Photo Information

Col. Michael E. Cordero, comptroller for Regional Command Southwest, speaks with Brig. Gen. Ghulam Farouq Parwani, deputy commander of the Afghan National Army’s 215th Corps, during a meeting at the Afghans’ headquarters at Camp Shorabak, Helmand province, Sept. 17. The purpose of the meeting was to discuss how to fix pay problems existing within the 215th Corps.

Photo by Cpl. Bryan Nygaard

Marines help Afghan soldiers fix pay problems

24 Sep 2011 | Cpl. Bryan Nygaard

Marines with the Comptroller’s Office for Regional Command Southwest met with financial representatives from the Afghan National Army’s 3rd Brigade, 215th Corps to discuss pay problems at the Afghans’ headquarters at Camp Shorabak, Helmand province, Sept. 17. Brig. Gen. Ghulam Farouq Parwani, deputy commander of the 215th Corps, and Col. Washamee Sayeed Zamaadin, the financial manager of the 215th Corps led the meeting.

Each of the financial representatives from the different battalions within the 215th Corps, which consists of roughly 15,000 Afghan soldiers, was unanimous in reporting that their soldiers sometimes go months at a time without receiving a paycheck.

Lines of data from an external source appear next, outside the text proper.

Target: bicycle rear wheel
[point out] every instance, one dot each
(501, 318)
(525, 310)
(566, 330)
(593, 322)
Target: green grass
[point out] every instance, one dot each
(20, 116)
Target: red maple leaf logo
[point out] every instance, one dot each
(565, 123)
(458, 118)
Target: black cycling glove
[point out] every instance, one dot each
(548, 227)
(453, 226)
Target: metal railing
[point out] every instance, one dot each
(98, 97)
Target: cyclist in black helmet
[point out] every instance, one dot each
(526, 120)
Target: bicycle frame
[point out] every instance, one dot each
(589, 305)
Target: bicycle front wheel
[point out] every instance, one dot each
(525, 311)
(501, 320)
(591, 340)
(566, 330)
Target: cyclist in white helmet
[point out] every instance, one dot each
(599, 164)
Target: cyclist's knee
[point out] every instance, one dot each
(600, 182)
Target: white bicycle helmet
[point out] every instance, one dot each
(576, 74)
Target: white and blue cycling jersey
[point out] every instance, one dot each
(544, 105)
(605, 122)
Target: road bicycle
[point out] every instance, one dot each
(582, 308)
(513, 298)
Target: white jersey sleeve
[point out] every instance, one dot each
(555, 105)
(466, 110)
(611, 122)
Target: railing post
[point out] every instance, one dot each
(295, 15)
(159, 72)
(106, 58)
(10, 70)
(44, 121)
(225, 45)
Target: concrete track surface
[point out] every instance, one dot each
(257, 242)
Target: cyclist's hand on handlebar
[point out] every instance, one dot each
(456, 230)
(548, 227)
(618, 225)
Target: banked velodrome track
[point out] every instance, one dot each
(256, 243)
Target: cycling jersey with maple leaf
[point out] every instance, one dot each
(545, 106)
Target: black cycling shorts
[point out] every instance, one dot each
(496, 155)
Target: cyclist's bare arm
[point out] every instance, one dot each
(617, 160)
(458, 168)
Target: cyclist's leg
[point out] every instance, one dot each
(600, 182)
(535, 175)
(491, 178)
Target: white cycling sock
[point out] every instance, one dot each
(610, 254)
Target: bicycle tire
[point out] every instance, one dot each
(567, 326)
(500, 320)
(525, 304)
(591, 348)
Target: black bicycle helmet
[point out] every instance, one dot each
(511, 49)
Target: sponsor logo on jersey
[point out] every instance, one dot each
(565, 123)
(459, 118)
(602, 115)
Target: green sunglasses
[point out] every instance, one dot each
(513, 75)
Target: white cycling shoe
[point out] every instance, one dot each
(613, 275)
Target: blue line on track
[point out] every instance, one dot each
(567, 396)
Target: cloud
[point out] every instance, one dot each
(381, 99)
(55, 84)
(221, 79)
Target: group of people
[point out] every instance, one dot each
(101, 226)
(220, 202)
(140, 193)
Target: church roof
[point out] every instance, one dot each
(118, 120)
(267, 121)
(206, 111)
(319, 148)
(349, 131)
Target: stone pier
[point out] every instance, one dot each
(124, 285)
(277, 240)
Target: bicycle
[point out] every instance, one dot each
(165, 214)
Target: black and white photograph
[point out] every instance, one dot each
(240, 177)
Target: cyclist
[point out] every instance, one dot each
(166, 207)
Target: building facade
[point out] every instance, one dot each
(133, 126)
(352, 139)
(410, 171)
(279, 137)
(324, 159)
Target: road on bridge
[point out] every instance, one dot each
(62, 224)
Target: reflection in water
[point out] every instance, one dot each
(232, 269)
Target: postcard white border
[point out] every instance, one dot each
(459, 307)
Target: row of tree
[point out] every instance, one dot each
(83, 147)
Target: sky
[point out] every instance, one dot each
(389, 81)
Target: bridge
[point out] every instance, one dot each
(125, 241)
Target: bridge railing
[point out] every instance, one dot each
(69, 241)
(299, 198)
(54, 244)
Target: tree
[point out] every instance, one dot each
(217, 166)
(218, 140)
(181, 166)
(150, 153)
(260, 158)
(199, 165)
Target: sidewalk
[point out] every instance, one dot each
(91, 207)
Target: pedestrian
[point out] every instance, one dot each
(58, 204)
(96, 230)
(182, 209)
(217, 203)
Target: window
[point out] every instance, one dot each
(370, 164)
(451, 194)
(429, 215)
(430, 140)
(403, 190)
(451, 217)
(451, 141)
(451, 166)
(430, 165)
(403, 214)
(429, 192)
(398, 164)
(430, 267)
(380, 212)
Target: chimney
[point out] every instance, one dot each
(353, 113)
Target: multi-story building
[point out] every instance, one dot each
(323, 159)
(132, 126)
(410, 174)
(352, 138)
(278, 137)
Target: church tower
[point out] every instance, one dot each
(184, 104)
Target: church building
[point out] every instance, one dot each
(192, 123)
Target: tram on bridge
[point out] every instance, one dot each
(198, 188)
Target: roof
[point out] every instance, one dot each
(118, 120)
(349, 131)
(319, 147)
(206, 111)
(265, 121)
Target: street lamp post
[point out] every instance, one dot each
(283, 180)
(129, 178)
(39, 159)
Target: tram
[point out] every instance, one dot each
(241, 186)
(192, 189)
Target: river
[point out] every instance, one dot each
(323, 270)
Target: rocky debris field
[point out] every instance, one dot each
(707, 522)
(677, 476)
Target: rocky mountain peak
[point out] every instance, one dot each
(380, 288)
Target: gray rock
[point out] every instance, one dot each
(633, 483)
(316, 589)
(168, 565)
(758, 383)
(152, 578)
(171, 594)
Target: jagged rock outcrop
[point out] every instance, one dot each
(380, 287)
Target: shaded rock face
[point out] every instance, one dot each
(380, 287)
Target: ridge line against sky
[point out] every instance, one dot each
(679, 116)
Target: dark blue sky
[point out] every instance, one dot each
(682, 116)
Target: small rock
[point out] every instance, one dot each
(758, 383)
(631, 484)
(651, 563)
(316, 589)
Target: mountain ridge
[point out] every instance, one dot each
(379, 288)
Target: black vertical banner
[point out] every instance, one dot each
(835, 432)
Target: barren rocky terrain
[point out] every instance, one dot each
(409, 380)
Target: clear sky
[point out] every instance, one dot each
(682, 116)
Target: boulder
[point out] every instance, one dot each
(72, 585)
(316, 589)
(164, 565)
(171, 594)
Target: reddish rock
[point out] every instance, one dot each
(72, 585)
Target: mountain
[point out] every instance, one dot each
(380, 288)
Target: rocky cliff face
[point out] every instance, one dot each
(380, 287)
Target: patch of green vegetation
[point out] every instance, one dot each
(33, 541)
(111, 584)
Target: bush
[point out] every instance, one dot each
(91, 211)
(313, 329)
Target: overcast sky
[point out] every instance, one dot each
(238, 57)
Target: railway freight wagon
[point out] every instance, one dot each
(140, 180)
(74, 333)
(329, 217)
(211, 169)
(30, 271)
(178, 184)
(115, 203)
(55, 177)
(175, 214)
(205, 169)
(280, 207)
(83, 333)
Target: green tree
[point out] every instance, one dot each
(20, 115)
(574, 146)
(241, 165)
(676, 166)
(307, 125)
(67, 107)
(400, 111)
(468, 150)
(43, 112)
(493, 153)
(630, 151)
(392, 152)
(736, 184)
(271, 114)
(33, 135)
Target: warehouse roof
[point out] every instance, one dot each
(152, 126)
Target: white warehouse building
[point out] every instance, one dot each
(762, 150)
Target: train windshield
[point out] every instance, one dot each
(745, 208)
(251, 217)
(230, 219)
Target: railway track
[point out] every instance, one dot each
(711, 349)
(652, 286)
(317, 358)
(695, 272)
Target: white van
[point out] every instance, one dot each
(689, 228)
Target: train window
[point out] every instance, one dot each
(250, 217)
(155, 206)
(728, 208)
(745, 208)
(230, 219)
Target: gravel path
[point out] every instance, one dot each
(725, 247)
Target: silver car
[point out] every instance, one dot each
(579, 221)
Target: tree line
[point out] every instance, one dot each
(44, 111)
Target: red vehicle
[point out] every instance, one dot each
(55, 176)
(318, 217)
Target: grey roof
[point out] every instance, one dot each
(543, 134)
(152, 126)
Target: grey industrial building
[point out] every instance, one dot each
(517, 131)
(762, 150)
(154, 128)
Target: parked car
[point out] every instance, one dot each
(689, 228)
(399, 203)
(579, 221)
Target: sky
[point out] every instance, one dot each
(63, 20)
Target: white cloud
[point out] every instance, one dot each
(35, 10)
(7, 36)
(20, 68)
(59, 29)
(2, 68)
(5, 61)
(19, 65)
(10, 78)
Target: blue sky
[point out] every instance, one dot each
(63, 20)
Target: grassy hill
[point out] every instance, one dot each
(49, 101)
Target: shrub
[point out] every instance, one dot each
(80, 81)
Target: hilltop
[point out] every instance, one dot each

The Comptroller Marines serve a unique role in the counterinsurgency fight. One of their more important tasks is allocating money from RC(SW)’s billion dollar budget for different mission requirements throughout the command. Given their skill set in financial management, the Marines were present at the meeting to advise the financial managers within the 215th Corps.

“What we were doing today was addressing how do the finance people communicate and work with the administrative personnel to make sure everyone gets paid properly,” said Lt. Col. Gary Rotsch, the deputy comptroller for RC(SW) and native of Alton, Ill.

It was discovered that one of the main causes of soldiers not getting paid is the process which the 215th Corps administrative personnel use to collect their information.

“Everything is hand-written,” said Rotsch. “It’s an administrative process where the individual goes in, sits down, fills out those specific entries and somebody is writing it on a piece of paper. There are multiple flaws in that type of system that things can break down along the way, resulting in an individual not getting paid. There are so many chances for somebody transposing a number, somebody not getting a name right…there’s a lot of things that could happen.”

Many of the Marines in the Comptroller’s office have been in the Marine Corps more than 20 years and can remember the days of similar problems in the U.S. military.

“We got our first computer at the battalion level in ’86,” said Rotsch. “They’re not even there yet. They don’t even have computers at the battalion level. There’s no difference between what we were doing 40 years ago and what they’re doing now. The only thing we did is we’ve replaced technology.

“Most of our Marines[today] only know computers. We don’t do anything without a calculator, we don’t do anything without excel or a database. Very limited moving parts – it’s all done electronically.”

The Marines are currently developing a partnering program with the financial managers and administrative personnel within the 215th Corps to help them standardize their operating process across the various commands to make them similar.

“There’s a lot of issues that we’re trying to get with them on,” said Rotsch. “We want to get down to the basics with them, to standardize it, to do things repetitively, over and over again to where it’s ingrained in them.”

Ultimately, the Marines are working to ensure that Afghan soldiers are operationally effective.

“When you’re working with somebody on finances the first thing I always want to convey to people is, if you’re getting paid, then you can think about other things,” said Rotsch. “If you’re worried about your pay, you’re not going to be able to worry about your job. But if you’re getting paid properly, you’re getting fed, you know that your family is being taken care of, then you can focus on the mission at hand.”